U.S. job growth likely remained strong in March, underpinning economic growth, but tepid wage gains and weak global demand could keep the Federal Reserve cautious about raising interest rates this year.
Nonfarm payrolls probably increased 205,000 last month after rising 242,000 in February, according to a Reuters survey of economists. The unemployment rate is seen holding steady at an eight-year low of 4.9 percent in the U.S. Labor Department data due for publication on Friday.
The labor market has largely shrugged off slowing global economic growth, a robust U.S. dollar which has hurt manufacturing exports, and cheap oil which has hit energy sector profitability. Limited wage increases though have left the Fed wary about further rate hikes even as the labor market tightens.
"The March employment report will show that the U.S. economy is doing fine, but the Fed is very much focused on global developments right now and job growth takes a backseat," said Thomas Costerg, senior U.S. economist at Standard Chartered Bank in New York.
Fed Chair Janet Yellen said on Tuesday that slowing global growth and lower oil prices posed a downside risk to the domestic economic outlook, adding that she considered it appropriate for policymakers to "proceed cautiously in adjusting policy."
Fed officials last month downgraded their economic growth expectations and forecast only two more rate rises this year. The U.S. central bank raised its benchmark overnight interest rate in December for the first time in nearly a decade.

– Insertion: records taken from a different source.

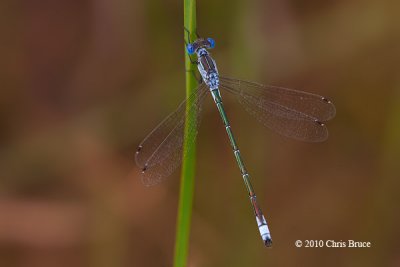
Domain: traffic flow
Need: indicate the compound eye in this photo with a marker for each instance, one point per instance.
(211, 42)
(190, 49)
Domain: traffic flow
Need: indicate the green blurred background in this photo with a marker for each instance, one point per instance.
(83, 82)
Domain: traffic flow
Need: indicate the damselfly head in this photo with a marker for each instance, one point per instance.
(208, 43)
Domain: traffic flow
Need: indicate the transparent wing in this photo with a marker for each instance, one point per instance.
(160, 153)
(292, 113)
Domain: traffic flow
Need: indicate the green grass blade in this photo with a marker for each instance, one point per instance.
(188, 163)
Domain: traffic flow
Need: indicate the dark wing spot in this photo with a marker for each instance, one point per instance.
(326, 100)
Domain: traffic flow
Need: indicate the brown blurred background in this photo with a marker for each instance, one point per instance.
(83, 82)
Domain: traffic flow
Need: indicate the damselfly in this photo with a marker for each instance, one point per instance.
(292, 113)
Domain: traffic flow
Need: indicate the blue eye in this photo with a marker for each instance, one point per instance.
(190, 49)
(211, 42)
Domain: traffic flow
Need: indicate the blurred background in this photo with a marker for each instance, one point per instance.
(83, 82)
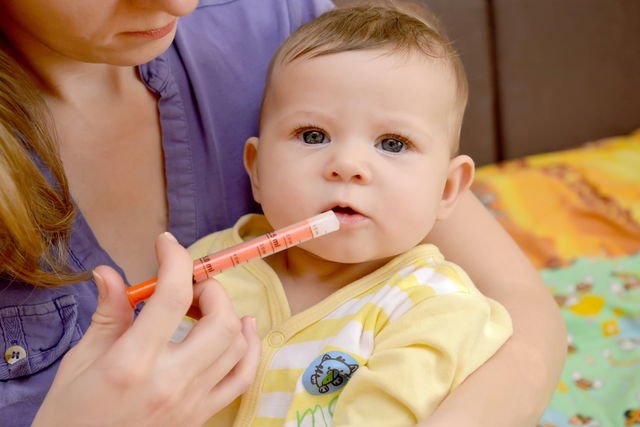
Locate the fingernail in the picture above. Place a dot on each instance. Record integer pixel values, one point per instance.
(103, 291)
(170, 236)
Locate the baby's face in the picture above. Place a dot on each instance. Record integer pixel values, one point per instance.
(365, 133)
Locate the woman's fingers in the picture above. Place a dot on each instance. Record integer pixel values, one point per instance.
(173, 295)
(240, 378)
(113, 316)
(218, 336)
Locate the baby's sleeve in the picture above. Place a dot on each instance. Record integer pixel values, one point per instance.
(419, 358)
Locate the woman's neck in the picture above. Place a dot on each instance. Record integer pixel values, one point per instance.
(66, 80)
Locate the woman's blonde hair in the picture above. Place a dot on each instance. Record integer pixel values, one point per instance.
(36, 211)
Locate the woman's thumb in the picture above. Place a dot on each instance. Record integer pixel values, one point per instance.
(113, 315)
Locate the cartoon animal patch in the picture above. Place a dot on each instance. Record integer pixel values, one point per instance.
(329, 372)
(632, 417)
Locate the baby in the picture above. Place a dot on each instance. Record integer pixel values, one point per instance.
(367, 325)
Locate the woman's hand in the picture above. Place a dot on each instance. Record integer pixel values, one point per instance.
(131, 374)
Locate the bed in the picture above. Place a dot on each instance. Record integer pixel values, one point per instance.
(553, 123)
(576, 214)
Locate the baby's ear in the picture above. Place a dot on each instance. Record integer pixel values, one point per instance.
(251, 165)
(459, 179)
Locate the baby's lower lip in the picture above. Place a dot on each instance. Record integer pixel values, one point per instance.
(349, 218)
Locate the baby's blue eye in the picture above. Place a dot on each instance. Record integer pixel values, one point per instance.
(392, 145)
(314, 137)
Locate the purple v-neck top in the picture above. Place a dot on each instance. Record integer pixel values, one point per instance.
(209, 85)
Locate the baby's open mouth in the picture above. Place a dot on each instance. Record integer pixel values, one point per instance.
(347, 215)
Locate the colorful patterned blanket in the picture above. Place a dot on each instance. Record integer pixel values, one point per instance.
(576, 214)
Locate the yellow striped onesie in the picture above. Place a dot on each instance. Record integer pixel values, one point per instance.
(383, 350)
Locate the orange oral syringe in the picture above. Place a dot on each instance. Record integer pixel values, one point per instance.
(260, 247)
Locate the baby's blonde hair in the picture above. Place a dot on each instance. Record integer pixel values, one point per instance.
(396, 27)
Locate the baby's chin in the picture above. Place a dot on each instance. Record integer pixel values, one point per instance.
(342, 255)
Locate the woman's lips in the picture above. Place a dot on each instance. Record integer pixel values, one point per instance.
(156, 33)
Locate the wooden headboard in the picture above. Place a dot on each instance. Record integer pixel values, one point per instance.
(544, 74)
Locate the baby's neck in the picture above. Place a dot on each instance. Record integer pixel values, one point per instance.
(308, 279)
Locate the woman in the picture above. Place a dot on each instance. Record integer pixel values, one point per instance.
(157, 147)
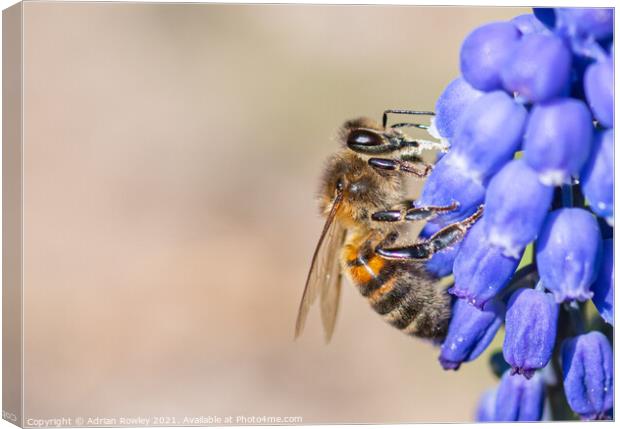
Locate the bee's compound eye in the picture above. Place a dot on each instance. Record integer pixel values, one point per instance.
(359, 139)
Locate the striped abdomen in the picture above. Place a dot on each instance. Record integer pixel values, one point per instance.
(404, 293)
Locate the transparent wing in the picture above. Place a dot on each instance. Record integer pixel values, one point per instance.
(324, 276)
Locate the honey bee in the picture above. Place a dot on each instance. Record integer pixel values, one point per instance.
(361, 194)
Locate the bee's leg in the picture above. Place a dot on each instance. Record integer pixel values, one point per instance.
(420, 169)
(445, 237)
(412, 214)
(404, 112)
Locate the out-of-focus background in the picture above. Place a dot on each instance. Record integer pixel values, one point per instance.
(171, 161)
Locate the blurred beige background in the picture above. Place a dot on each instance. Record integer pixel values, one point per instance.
(171, 161)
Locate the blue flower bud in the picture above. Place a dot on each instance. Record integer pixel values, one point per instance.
(488, 134)
(592, 22)
(449, 183)
(599, 88)
(485, 411)
(470, 332)
(515, 207)
(588, 370)
(481, 269)
(484, 52)
(451, 104)
(539, 69)
(519, 398)
(441, 262)
(597, 176)
(546, 15)
(568, 253)
(531, 323)
(603, 288)
(529, 24)
(558, 139)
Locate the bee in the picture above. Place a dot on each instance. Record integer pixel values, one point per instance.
(361, 195)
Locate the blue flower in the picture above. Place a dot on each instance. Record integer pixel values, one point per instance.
(531, 324)
(450, 106)
(481, 269)
(514, 218)
(568, 253)
(599, 88)
(588, 370)
(485, 412)
(519, 398)
(484, 53)
(539, 69)
(488, 134)
(603, 288)
(529, 24)
(597, 176)
(470, 332)
(441, 262)
(597, 23)
(558, 139)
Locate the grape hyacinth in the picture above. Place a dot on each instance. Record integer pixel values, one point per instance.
(529, 126)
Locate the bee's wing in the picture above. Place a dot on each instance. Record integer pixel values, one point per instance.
(324, 276)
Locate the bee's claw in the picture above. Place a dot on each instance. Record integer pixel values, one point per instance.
(420, 169)
(387, 216)
(442, 239)
(412, 214)
(419, 251)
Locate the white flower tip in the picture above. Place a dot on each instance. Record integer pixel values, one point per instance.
(505, 243)
(553, 177)
(433, 131)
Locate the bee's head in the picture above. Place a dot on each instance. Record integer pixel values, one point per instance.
(362, 189)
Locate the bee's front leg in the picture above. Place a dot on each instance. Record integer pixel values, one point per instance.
(442, 239)
(420, 169)
(412, 214)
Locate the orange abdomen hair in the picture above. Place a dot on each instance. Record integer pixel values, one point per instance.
(404, 293)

Financial markets have almost priced out the likelihood of a rate hike at the Fed's June policy meeting and see a roughly 47 percent chance of an increase in November and 57 percent probability at the December meeting, according to CME FedWatch.
The Labor Department's closely watched jobs report will be released on Friday at 8:30 a.m.

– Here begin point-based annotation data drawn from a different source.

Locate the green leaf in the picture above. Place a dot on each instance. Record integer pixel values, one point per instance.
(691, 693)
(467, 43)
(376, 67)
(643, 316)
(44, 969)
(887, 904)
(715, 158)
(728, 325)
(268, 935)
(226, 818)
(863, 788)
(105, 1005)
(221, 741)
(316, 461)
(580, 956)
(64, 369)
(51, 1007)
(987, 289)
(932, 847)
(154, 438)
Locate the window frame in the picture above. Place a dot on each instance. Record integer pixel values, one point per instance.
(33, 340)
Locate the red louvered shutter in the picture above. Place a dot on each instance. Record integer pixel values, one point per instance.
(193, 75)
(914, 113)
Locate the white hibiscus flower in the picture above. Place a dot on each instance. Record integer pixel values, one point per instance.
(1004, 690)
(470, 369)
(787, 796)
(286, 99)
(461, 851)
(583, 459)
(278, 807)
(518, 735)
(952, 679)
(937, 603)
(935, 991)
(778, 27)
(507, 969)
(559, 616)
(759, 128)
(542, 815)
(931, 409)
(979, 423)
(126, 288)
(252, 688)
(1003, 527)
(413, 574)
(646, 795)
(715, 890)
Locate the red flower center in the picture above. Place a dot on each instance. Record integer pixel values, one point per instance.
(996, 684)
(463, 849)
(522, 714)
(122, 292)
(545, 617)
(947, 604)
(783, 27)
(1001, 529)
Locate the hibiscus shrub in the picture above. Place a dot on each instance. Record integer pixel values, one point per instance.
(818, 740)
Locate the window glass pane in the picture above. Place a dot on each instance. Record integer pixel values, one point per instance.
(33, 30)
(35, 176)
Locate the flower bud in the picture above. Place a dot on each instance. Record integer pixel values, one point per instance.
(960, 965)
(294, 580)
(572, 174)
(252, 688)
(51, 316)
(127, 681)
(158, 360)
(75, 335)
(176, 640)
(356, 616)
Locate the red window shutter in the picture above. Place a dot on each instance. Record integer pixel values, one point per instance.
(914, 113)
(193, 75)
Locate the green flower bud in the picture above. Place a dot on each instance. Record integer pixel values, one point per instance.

It will come on the heels of recent data showing sluggish consumer spending, weak business investment on capital in the first two months of the year, as well as some deterioration in the international trade balance, which prompted economists to slash their first-quarter GDP growth estimates to as low as a 0.9 percent annualized pace from as high as a 2.0 percent rate.
The economy grew at a 1.4 percent rate in the fourth quarter.
Though employment gains have slowed after averaging 282,000 jobs per month in the fourth quarter, there is little labor market strain from the global slowdown, which helped to ignite a massive stock market sell-off at the start of the year.
First-time applications for unemployment benefits are near the lowest levels seen in 1973. Economists attribute the pullback in job gains to the inability of companies to find qualified workers for vacant positions.
"Although first-quarter growth may not have been quite as strong as we initially believed, the resilience of the labor market suggests that the economy is not in any serious trouble," said Paul Ashworth, chief U.S. economist at Capital Economics in Toronto.
Wages likely increased last month, with average hourly earnings forecast rising 0.2 percent after slipping 0.1 percent in February. That would leave the year-on-year earnings gain at 2.2 percent, unchanged from February.
Economists say an economic growth rate of between 3.0 and 3.5 percent in wages is needed to lift inflation to the Federal Reserve's 2.0 percent target. Though the Fed's preferred inflation measure is currently at 1.7 percent, Yellen has expressed skepticism over the sustainability of gains citing transitory factors.